A farm company must pay more than £100,000 after a teacher was killed by a stampeding cow which had broken free from its holding pen on the farm she was staying at with her family.

Marian Clode screamed and was thrown in the air like a ragdoll when the animal charged her, she was flipped over a fence where she lay dying, succumbing to her injuries two days later in hospital. The attack came as she walked along a path during a family holiday in Northumberland in 2016 with her young grandchildren, an inquest into her death heard.

Today, JM Nixon partnership, which runs the farm was fined £72,500 and was ordered to also pay £34,700 costs, plus a victim surcharge of several hundred pounds. Tom Gent, for the farm business, said assets would have to be sold to make the payment and the judge granted the firm 12 months to pay.

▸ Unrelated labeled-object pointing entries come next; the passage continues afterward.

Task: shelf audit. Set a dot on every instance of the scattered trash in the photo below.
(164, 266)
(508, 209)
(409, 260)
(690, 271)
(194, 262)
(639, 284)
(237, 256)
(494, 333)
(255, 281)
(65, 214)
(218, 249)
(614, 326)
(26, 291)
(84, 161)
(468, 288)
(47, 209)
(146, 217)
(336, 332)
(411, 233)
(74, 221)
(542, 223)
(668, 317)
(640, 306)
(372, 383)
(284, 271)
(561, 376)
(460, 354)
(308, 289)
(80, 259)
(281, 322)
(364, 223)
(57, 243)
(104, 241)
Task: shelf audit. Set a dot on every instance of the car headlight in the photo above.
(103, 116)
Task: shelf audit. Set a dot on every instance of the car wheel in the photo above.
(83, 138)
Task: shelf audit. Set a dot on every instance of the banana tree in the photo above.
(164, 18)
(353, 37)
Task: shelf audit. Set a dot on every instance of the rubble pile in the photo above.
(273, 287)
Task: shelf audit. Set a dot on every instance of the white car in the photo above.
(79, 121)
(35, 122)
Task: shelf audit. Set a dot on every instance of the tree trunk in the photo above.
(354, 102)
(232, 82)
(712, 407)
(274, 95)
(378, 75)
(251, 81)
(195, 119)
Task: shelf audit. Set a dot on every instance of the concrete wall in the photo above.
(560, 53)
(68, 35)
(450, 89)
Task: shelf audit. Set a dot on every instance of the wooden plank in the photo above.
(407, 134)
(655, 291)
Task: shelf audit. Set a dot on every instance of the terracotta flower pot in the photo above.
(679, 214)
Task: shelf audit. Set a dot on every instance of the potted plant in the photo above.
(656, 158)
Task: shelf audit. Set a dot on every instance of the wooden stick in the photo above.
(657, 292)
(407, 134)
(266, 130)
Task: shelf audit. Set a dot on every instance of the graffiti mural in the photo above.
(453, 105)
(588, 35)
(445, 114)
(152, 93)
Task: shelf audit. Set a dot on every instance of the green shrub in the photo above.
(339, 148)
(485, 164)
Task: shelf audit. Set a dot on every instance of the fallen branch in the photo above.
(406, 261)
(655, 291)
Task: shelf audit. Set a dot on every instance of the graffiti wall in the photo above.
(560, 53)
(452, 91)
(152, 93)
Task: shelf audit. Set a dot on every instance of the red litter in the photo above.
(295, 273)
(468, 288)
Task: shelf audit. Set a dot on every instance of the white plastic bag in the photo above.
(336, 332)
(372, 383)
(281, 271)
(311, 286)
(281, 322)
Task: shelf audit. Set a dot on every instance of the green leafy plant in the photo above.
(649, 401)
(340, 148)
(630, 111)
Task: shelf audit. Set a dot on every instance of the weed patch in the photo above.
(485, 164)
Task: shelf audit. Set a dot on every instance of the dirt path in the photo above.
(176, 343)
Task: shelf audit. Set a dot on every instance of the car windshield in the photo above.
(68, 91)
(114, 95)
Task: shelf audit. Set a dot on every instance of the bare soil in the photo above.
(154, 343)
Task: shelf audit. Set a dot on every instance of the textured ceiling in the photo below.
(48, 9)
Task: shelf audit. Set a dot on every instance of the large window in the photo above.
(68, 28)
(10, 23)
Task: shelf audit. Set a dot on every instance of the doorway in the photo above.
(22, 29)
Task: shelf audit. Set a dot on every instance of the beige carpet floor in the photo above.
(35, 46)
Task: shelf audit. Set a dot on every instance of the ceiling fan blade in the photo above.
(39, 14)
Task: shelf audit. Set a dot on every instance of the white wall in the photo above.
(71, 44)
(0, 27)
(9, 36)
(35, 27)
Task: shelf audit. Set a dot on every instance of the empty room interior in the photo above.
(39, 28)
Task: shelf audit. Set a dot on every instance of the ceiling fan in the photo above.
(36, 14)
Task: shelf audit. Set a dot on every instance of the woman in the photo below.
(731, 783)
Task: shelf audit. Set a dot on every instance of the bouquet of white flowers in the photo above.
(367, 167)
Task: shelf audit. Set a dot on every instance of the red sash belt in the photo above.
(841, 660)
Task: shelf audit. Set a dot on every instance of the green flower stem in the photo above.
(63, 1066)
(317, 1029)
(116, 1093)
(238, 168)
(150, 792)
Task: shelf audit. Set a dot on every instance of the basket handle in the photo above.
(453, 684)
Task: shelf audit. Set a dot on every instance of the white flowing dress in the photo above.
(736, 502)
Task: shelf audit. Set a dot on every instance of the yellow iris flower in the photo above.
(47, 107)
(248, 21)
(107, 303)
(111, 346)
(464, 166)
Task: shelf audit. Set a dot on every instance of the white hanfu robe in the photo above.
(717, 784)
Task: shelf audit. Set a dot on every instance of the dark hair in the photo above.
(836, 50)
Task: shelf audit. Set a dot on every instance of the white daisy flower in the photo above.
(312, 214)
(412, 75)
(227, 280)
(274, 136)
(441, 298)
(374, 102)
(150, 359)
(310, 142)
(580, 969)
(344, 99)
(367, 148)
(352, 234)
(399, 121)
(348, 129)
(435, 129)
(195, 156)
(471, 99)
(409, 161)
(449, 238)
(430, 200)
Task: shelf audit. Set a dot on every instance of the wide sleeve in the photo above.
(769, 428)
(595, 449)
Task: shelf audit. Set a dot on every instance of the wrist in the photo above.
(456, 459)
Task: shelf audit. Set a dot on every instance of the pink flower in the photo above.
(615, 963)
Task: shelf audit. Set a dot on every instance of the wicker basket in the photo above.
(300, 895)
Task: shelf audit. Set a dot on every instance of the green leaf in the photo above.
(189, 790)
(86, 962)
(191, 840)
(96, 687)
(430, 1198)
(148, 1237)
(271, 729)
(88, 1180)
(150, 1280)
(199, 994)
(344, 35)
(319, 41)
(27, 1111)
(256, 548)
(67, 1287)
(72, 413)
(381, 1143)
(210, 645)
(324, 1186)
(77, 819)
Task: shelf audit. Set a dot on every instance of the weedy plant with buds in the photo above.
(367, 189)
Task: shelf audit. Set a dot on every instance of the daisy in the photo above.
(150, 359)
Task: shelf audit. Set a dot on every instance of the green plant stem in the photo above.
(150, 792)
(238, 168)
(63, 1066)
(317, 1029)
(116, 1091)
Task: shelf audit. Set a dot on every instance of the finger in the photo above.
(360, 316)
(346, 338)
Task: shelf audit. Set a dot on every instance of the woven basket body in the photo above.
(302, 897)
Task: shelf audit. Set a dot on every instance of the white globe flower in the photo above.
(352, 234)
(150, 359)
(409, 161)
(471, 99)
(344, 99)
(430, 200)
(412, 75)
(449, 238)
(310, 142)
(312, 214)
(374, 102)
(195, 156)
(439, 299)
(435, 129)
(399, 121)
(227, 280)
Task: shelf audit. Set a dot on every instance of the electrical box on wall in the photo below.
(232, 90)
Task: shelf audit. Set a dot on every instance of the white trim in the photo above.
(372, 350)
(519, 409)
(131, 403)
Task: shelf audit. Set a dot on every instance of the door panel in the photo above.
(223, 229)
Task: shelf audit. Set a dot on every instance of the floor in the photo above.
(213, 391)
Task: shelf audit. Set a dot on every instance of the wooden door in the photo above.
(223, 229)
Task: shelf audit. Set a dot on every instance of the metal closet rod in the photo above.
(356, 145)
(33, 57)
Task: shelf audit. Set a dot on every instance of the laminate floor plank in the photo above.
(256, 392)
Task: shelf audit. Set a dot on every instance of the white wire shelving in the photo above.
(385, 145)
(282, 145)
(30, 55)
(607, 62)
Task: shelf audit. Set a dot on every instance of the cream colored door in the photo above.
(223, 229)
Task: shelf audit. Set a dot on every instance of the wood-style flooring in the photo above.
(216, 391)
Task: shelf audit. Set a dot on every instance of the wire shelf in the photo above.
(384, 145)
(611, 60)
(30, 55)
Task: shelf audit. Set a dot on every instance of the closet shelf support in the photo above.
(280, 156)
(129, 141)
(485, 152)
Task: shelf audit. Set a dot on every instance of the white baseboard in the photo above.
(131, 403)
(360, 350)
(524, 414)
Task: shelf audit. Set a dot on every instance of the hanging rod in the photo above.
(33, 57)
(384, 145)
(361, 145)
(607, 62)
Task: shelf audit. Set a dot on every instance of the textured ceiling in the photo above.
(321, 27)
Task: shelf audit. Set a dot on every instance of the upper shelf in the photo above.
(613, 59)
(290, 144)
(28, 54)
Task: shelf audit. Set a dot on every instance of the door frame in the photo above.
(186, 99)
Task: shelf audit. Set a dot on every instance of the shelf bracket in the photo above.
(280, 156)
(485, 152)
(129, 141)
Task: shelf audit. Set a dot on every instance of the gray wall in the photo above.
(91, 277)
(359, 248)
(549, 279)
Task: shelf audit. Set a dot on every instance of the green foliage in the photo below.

Farm company whose stampeding cow killed teacher ordered to pay £100k qhiqqhiqixeinvMarian Clode was killed by a cow on holiday (Collect Unknown)

The 61-year-old primary school teacher, from Greater Manchester, had been staying at a holiday cottage at Swinhoe Farm, near Belford with her family. On April 3, 2016 they walked to St Cuthbert’s Cave - a route they had done “many times”, Newcastle Coroners' Court previously heard. The 61-year-old had been walking along a public bridleway with her husband, Christopher, daughter Lucy, son-in-law Kevin and two grandchildren, aged seven and eight when about 15 cows and their calves surged from a holding pen.

During the inquest into Mrs Clode's death Coroner Karen Dilks told the jury that on that day, Swinhoe Farm owner Alistair Nixon was moving cattle from their winter sheds into open fields, for the first time in months. As Mr Nixon prepared to make the move, some of the cows broke loose from the holding pen and ran past him onto the public bridleway.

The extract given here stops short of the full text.